On September 14, 2018, with no one on and no one out in the bottom of the second inning, Chris Davis doubled to right field off of James Shields of the White Sox. He would immediately get thrown out at third one batter later. To date, it is his last hit. But to anyone who has watched him play, his decline has been shocking to say the least. Sure, any athlete declines with age. But to decline as sharply as Davis did as quickly as Davis did? That's historic. How did he get here?
Out of Longview, Texas, Davis was drafted in the final round of the MLB draft by the Yankees. He declined them, and two seasons at Navarro Junior College later, he'd sign with the team he grew up just a couple hours away from: the Texas Rangers. His three and a half seasons in Texas would be up and down, both in his performance, having his OPS go from .880 as a rookie to only .726 his second season, and literally, since he'd be consistently called up to the majors or sent down to the minors depending on the injury situation at the major league level. He'd be shipped off to Baltimore at the deadline in 2011, where he would spend the rest of his career. He'd make the team despite his struggles with the 2012 Orioles, since the year prior they only won 69 games and had nothing to lose. Davis responded with a breakout season. 33 home runs, an OPS of .827, and 75 runs scored. The Orioles would break out as well, winning 93 games before falling to the Yankees in the ALDS. The best of Davis had yet to come. In 2013, he'd hit a franchise record 53 home runs, have an OPS of 1.004, lead the AL with 370 total bases, and finish third in the MVP voting behind Miguel Cabrera and Mike Trout. Just for good measure, he'd start at first base for the American League All-Star team. This was Chris Davis at his peak. Throughout this whole season, he'd brag about how clean he was, how if he managed to hit 62 homers he'd consider himself the all-time single-season record holder, all that stuff. This would turn out to be a lie, as just the next season he'd be suspended for 25 games for amphetamines. Due to the suspension and a couple injuries, his numbers would dip slightly. Playing in only 127 games, he'd hit only 23 home runs and post only a .704 OPS. But I wouldn't consider this the fall. Not yet, anyway. He'd rebound in 2015. Yes, he did strike out 208 times. But he returned to form doing what he did best: crushing pitches, with his 47 dingers leading the AL once again, and his .923 OPS didn't hurt either. The fall would come shortly thereafter.

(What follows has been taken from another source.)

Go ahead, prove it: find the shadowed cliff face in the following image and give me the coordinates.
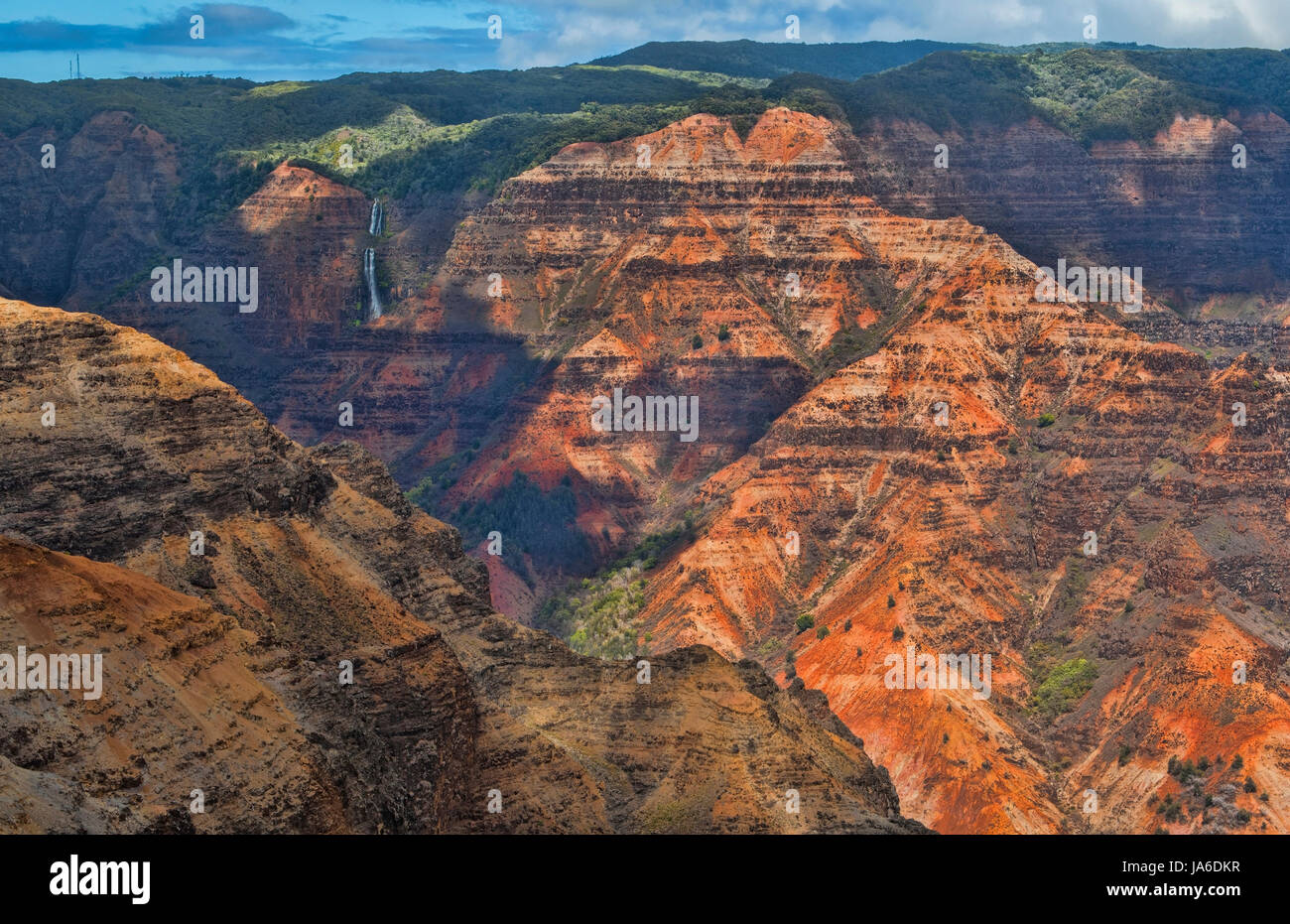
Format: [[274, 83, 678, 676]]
[[0, 95, 1290, 833], [0, 302, 921, 833], [843, 112, 1290, 307], [619, 191, 1290, 831], [0, 111, 178, 305]]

Chris Davis was on top of the world. He was an All-Star, the American League’s most feared home run hitter, and he was about to get paid. Sure, he struck out a lot, and he didn't really walk enough to make up for it, but you can't teach power, and you can't get more powerful than the guy who led the AL in dingers two of the past three seasons. The Orioles made sure he'd be back once he hit the open market, so they gave him seven years and $161 million. This is where he began to fall. Sure, he hit 38 homers. But his OPS dropped to .792, over 130 points. More importantly than that, he also struck out 219 times. That is the third most in a single season, behind Mark Reynolds and his 223 in 2009 and Adam Dunn's 222 in 2012. Davis's 219 may even be worse though. For Reynolds, he still had an .892 OPS that season. For Dunn, he also led the league in walks and was named an All-Star. Davis wouldn't be anywhere close to that. His 2017 was even worse. His home runs dipped to only 26, which isn't bad by any means, but for a guy whose only real tool left is power, that won't cut it. His OPS dropped another 60 points. His OPS+, which is a good measurement of how much better or worse than average a player is, dipped below the league average of 100 for the first time in a non-suspension season since 2011. If it ended there, you could make the argument he'd declined and wasn't worth the money. But it didn't end there.

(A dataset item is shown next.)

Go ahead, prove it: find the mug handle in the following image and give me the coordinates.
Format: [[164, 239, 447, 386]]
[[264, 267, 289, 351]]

There is nothing to say about Chris Davis's 2018 season except bad things. He played rather fittingly for one of the worst teams in modern history, but his stats require context. Let's start with his batting average. Before Chris Davis, the lowest batting average in a season was .179 by Rob Deer in 1991 and Dan Uggla in 2013. Then Davis hit .168 in 2018. The lowest OBP in any season since integration was Vernon Wells, who put up a .248 OBP in 2011. Then Davis put up a .243 OBP in 2018. Add in a .296 slugging, and Davis put up a pitiful .539 OPS. For context, in the modern era, Babe Ruth in 1923, Ted Williams in 1941, and Barry Bonds in 2002 and 2004 all posted an OBP higher than Chris Davis's 2018 OPS. Davis's OPS+ in 2018 was 50. German Marquez, the Rockies pitcher, had an OPS+ of 65 that season. Of course, the season ended with the first part of his now 0 for 49 streak. He continued it into this season, and shows no sign of picking it up.
Nobody wants to trade for Chris Davis. Even if a team did for some reason, he has his 10/5 rights to decline all trades. He costs too much to release. The Orioles are paying him too much money to bench him. As it stands, Baltimore is stuck with him. Normally, I'd say to remember the good times. But Chris Davis doesn't deserve that. Instead, remember him as one of the worst players in major league history.